One of the most thoughtful and potentially far-reaching projects in this regard is the nearly complete renovation of a low-income Modernist apartment tower by Frédéric Druot, Anne Lacaton and Jean Philippe Vassal. The tower is part of the dense ring of generic postwar developments for poor and working-class residents around Paris’s historic center that periodically erupt in racial violence, though it could be anywhere. A video shows a soulless brick monolith with rows of identical windows.
Rather than demolish it, the architects essentially carved up the tower, a floor at a time. Facades were ripped off and replaced with floor-to-ceiling windows and prefabricated greenhouselike balconies. Interior walls were torn out to create more open living areas.
The cut-and-paste approach was part of a carefully considered strategy: by renovating the building one floor at a time, the architects avoided the social disruption typically caused by wholesale demolition. And it reflected an attentiveness to the ecological costs of tearing something down and rebuilding from scratch.

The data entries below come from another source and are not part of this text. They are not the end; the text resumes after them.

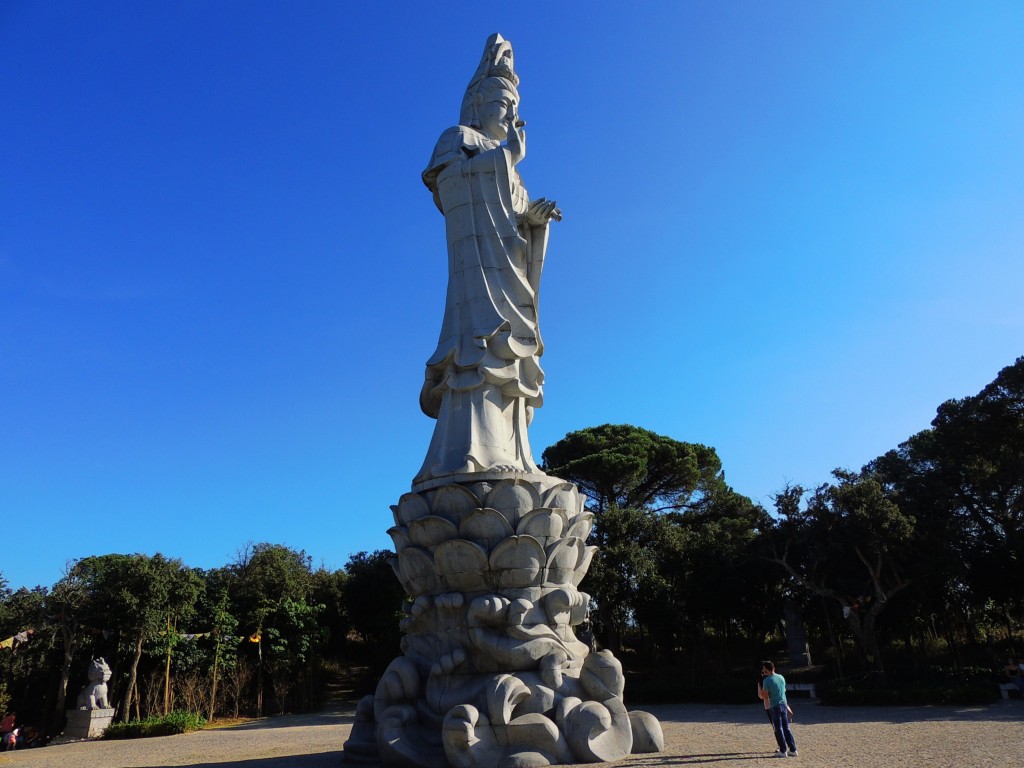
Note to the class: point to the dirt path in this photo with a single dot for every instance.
(695, 735)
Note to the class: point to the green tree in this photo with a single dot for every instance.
(630, 467)
(851, 545)
(136, 594)
(662, 508)
(373, 600)
(964, 477)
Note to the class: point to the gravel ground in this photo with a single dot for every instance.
(704, 735)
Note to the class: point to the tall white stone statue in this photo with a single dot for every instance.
(484, 378)
(492, 550)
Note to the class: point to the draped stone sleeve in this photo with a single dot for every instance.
(489, 338)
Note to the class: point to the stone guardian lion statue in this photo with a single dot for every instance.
(93, 695)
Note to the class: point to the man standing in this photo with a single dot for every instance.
(773, 691)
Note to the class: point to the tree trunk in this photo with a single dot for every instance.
(132, 686)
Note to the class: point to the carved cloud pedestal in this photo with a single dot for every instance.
(493, 674)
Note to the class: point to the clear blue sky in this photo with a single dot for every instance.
(792, 230)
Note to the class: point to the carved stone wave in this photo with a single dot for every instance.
(493, 673)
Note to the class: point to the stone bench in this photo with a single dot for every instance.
(808, 687)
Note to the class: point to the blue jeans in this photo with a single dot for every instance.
(780, 722)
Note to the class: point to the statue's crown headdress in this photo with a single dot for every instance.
(497, 61)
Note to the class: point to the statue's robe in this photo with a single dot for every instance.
(484, 378)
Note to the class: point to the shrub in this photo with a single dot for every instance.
(168, 725)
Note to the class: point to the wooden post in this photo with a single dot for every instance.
(213, 692)
(259, 674)
(167, 669)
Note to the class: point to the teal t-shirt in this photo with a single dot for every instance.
(775, 685)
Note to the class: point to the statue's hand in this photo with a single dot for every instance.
(541, 211)
(516, 138)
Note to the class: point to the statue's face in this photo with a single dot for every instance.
(496, 114)
(506, 64)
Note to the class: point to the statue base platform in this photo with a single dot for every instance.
(493, 674)
(87, 723)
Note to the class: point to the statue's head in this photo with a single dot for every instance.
(495, 74)
(98, 671)
(494, 103)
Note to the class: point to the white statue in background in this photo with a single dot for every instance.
(484, 378)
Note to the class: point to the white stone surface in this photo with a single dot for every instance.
(492, 550)
(484, 378)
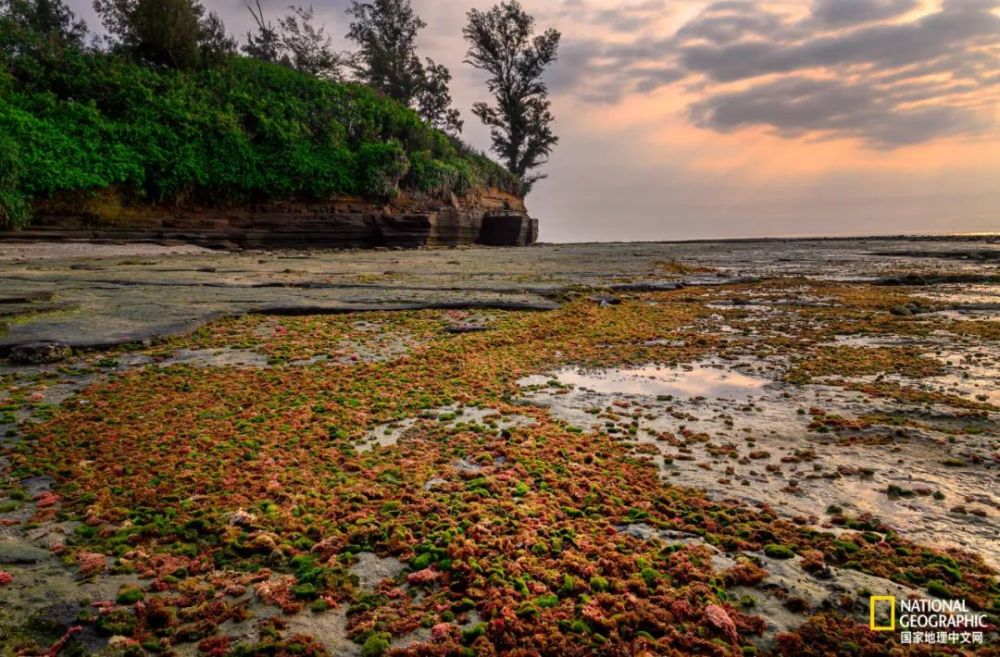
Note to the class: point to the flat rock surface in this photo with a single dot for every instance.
(96, 295)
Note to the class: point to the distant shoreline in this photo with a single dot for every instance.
(924, 237)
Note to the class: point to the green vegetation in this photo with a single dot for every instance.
(76, 121)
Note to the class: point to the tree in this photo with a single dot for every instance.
(502, 43)
(214, 42)
(309, 48)
(434, 99)
(387, 32)
(265, 43)
(50, 20)
(172, 33)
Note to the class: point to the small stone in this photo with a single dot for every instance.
(39, 353)
(11, 552)
(466, 328)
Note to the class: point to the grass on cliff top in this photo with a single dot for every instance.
(73, 123)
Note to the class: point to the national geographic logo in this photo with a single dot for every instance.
(929, 621)
(880, 603)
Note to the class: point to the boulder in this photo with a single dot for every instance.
(39, 353)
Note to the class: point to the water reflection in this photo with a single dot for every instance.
(685, 383)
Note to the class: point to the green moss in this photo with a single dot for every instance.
(779, 551)
(376, 645)
(129, 596)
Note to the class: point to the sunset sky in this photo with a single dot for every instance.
(690, 119)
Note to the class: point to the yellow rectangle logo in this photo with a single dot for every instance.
(873, 603)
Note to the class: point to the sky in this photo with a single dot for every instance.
(687, 119)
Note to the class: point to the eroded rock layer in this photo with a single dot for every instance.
(492, 218)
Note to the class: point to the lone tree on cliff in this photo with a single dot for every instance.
(387, 32)
(502, 42)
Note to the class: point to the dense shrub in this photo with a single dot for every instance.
(13, 205)
(241, 131)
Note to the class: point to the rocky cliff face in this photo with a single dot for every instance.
(492, 217)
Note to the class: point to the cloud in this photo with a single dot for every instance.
(872, 70)
(804, 106)
(856, 12)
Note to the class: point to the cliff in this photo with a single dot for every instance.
(489, 217)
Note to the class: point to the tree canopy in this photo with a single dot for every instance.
(502, 42)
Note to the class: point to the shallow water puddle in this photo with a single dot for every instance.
(760, 441)
(683, 382)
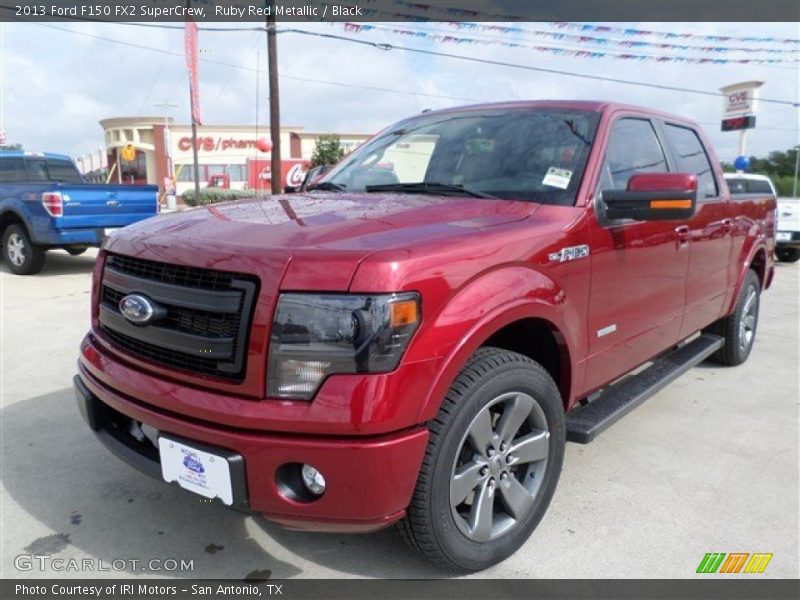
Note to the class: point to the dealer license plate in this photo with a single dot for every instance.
(195, 470)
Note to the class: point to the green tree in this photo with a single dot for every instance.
(778, 166)
(328, 150)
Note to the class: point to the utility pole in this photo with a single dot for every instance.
(274, 105)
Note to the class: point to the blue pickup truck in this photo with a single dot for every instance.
(45, 204)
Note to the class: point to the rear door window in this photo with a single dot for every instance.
(692, 158)
(12, 169)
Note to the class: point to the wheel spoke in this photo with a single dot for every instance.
(480, 433)
(514, 416)
(482, 514)
(466, 479)
(515, 497)
(531, 448)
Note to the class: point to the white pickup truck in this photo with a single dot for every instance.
(787, 238)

But it also had symbolic meaning: The act of ripping off the facades is a reaction against our tendency to keep the poor and their problems hidden away. The balconies are a visible means of pushing back against the escalating costs of urban space.
An even more heartening project is Urban-Think Tank’s Metro Cable in Caracas, Venezuela, which opened this year. It began as an effort to come to terms with the extreme isolation of one of the city’s most notorious barrios. Built on a steep hillside and cut off from the city by a freeway, the area is an almost impenetrable maze of jerry-built houses made of discarded concrete blocks, bricks, plywood and corrugated metal. (Each brick, a curator pointed out, had to be carried up on someone’s shoulder.)
Several years ago the government suggested plowing streets through the ghetto, which would have displaced thousands. Urban-Think Tank’s proposal, which was eventually embraced by the president of Venezuela, Hugo Chávez, was to thread a cable car system through the barrio’s existing fabric.
The beauty of this approach is easy to miss. First and most obvious, only a few houses would have to be demolished to connect a virtually inaccessible neighborhood to the city center, where many of its inhabitants work. But beyond that, the barrio would remain car free, preserving one of its few positive urban qualities. And the cable car stations could become spaces for public programs. (The first to be built will include a recreation center.)
This appreciation for the value of life as it’s lived in existing communities, no matter how poor or derelict, is apparent throughout the show. Alejandro Aravena’s 2005 housing block for a neighborhood of squatters in northern Chile was conceived as a standardized concrete framework that tenants (with the help of government subsidies) could then fill in: interior walls, doors, plumbing fixtures — even the apartments’ facades, so that the housing project’s exterior becomes a lively pastiche of conflicting tastes, styles and desires. In a similar vein the high-density, low-rise organization of Estudio Teddy Cruz’s apartment complex in San Ysidro, Calif., in the works since 2001, is modeled on the ad hoc housing that has grown up along the Tijuana border.
If only there were more of this. Besides the 11 projects in the show, the curators found about a dozen others that might have been worthy of inclusion, they said, during two years of research. In the whole world. That’s a meager number given the scale of the problems we’re talking about, mostly because philanthropic groups and governments still tend to be wary of this kind of investment. Even if the architectural conscience is evolving, it will take more than architects for that to matter.